トランプ政権、ウクライナ侵攻…って結局どういうこと?中高生におすすめの『学研まんが 日本と世界の近現代の歴史』は大人も読むべき学習漫画
PR更新日:2024/12/17
近現代史は、現代の世界の成り立ちを理解する上で欠かせない重要な分野である。この学びを深めるため、高等学校では2022年より新学習指導要領に基づき、「歴史総合」が必修科目として導入された。
『学研まんが 日本と世界の近現代の歴史』シリーズは、この新たな学びの形を取り入れた画期的なまんがシリーズである。単に歴史を追うだけではなく、読者が「問い」を立てながら考え、自分なりの答えを導き出す構成が大きな特長となっている。
作中には教科書や資料集にも載っている風刺画や図表が随所に登場し、「この絵が示すものは何だろう?」といった問いかけを通じて、資料を深く読み解く力を養う。この手法は新しい「歴史総合」の授業とも密接に関連しており、歴史を「自分事」として捉える体験を提供している。
中でも注目すべきはシリーズの最終巻、第6巻である。この巻では現代の世界情勢を題材に取り上げ、歴史が現在とどのように繋がっているかを実感できる内容となっている。
最終章である第6章「永遠の戦争」では、「トランプ大統領と民主主義」「ロシアのウクライナ侵攻」「イスラエルとパレスチナの紛争」など、現在進行形のニュースで耳にするトピックが扱われている。

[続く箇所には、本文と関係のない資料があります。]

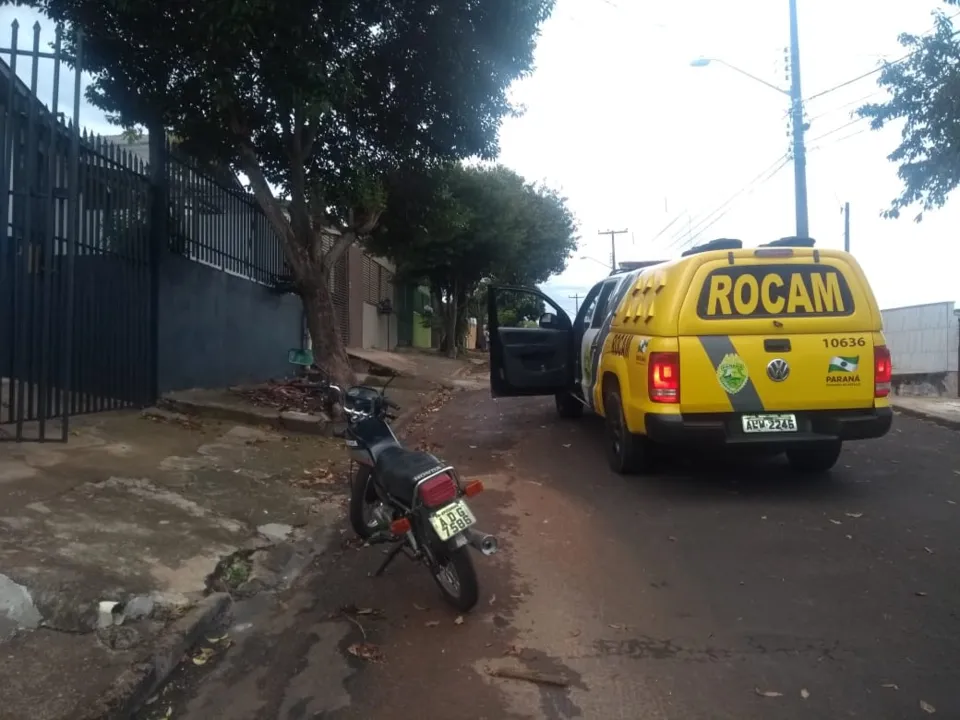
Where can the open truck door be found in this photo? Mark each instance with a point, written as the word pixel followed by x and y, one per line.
pixel 528 357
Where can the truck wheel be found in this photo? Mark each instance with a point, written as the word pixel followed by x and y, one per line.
pixel 816 457
pixel 627 453
pixel 568 406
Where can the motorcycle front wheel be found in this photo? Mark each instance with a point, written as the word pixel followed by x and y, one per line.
pixel 456 577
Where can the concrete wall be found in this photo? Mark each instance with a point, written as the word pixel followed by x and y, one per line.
pixel 379 331
pixel 355 294
pixel 217 330
pixel 923 341
pixel 421 334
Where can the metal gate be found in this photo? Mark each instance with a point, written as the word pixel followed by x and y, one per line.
pixel 76 318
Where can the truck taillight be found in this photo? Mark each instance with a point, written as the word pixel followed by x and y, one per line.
pixel 438 490
pixel 882 371
pixel 663 377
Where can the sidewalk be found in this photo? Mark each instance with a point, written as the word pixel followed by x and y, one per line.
pixel 121 548
pixel 941 410
pixel 152 515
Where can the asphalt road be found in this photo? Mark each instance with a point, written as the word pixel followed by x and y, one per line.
pixel 719 589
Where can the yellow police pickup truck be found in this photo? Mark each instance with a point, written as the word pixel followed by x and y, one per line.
pixel 779 346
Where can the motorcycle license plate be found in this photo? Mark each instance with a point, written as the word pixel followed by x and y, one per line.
pixel 452 519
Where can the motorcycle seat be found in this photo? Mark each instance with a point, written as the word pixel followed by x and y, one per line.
pixel 400 469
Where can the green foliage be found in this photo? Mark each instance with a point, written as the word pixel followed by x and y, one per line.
pixel 321 95
pixel 456 226
pixel 321 98
pixel 924 89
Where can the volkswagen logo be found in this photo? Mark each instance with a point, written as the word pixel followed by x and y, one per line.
pixel 778 370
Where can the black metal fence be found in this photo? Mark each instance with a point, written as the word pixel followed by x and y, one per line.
pixel 80 249
pixel 214 221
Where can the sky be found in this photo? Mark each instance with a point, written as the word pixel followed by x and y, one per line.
pixel 618 120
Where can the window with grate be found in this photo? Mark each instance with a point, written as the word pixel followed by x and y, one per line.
pixel 371 280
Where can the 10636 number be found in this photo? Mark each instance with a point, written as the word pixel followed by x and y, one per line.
pixel 844 342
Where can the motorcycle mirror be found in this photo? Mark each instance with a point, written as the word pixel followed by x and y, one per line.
pixel 383 390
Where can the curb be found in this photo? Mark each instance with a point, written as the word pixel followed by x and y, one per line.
pixel 289 420
pixel 138 683
pixel 407 415
pixel 929 417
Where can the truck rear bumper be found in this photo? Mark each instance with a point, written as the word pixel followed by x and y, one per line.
pixel 727 428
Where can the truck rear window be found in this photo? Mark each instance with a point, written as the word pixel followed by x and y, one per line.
pixel 761 291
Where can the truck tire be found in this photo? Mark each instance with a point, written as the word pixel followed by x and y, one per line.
pixel 626 453
pixel 568 407
pixel 815 458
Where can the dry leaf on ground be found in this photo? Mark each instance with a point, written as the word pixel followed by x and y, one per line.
pixel 366 651
pixel 203 656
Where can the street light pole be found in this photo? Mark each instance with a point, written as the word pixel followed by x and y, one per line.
pixel 796 110
pixel 799 148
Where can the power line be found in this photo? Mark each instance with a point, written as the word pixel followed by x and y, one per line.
pixel 707 220
pixel 854 121
pixel 768 176
pixel 858 101
pixel 877 69
pixel 667 226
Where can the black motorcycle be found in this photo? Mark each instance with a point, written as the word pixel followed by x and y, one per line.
pixel 410 498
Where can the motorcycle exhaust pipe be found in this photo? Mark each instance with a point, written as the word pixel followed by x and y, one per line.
pixel 482 542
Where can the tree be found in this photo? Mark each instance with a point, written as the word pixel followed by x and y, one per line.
pixel 317 98
pixel 456 227
pixel 924 87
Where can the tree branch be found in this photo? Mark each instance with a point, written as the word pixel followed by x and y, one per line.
pixel 330 257
pixel 250 164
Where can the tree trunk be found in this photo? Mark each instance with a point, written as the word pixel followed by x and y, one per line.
pixel 452 315
pixel 463 322
pixel 329 352
pixel 481 338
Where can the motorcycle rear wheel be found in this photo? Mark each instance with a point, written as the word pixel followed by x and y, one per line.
pixel 362 500
pixel 455 575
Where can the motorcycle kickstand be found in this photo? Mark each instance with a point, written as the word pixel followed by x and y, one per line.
pixel 389 559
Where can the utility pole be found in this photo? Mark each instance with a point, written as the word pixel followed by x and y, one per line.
pixel 796 110
pixel 613 244
pixel 846 227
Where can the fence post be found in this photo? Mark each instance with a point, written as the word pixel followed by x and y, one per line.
pixel 159 234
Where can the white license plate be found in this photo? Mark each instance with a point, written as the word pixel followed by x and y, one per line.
pixel 452 519
pixel 769 423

この章の冒頭では、主人公である学生4人がナビゲーターに「独裁者は過去の話だと思っていないか?」と問われる。この問いを起点として、歴史上の独裁者と現在の指導者を比較しながら、独裁政治が現代にどのような影響を及ぼしているのかを深く考えさせる構成となっている。
例えば、「トランプ大統領と民主主義」の節では、第1期トランプ政権時代の政策や社会分断の背景が描かれ、民主主義が直面する危機の本質を掘り下げている。「ロシアのウクライナ侵攻」では、過去の独裁者の歴史を踏まえながらプーチン政権の行動を考察し、地政学的視点を提示する。「イスラエルとパレスチナの紛争」では、宗教的・歴史的背景を整理しつつ、中東情勢の複雑さを理解させる内容になっている。
これらのトピックを通じて、単なる知識の習得ではなく、「なぜ、今こうなっているのか」を主体的に考える力を養う構成が光っている。
さらに、風刺画や地図、統計データといった視覚的な資料がふんだんに使用されており、それらを読み解くプロセスを通じて、読者の歴史的思考力を鍛え、現代社会を多面的に見る視点を自然と身につけさせる。
第6巻で扱われるテーマの中でも、スマートフォンを通じて身近な問題として紹介される「ディープフェイク」は、これからの時代を生きる上で避けて通れない課題である。テクノロジーの進化がどのように情報操作を助長し、社会に影響を与えるのかについて考察する内容は、若い読者だけでなく、親世代にとっても示唆に富むものとなっている。
『学研まんが 日本と世界の近現代の歴史』シリーズは、まんがのわかりやすさと高度な思考力を育む構成を兼ね備えた一冊である。中学受験生や高校生にとってはもちろん、親世代にとっても学びの多い内容と言える。特に、最終巻で取り上げられている現代の問題は、家庭内での話題にもなりやすく、親子で一緒に考えるきっかけを提供している。読みやすいまんが形式でありながら、問いを通じた深い学びを得られるため、家族で共有する一冊としてもおすすめだ。
本シリーズは次のタイトルから成る。
- 1巻「産業革命と世界と日本の近代化」
- 2巻「大正デモクラシーと第一次世界大戦」
- 3巻「ファシズムの拡大と世界危機」
- 4巻「第二次世界大戦」
- 5巻「戦後の日本と世界」
- 6巻「新たな時代の到来そして未来へ」
歴史は繋がっている。一番読みたいと思った巻から手に取ってみることを勧めたい。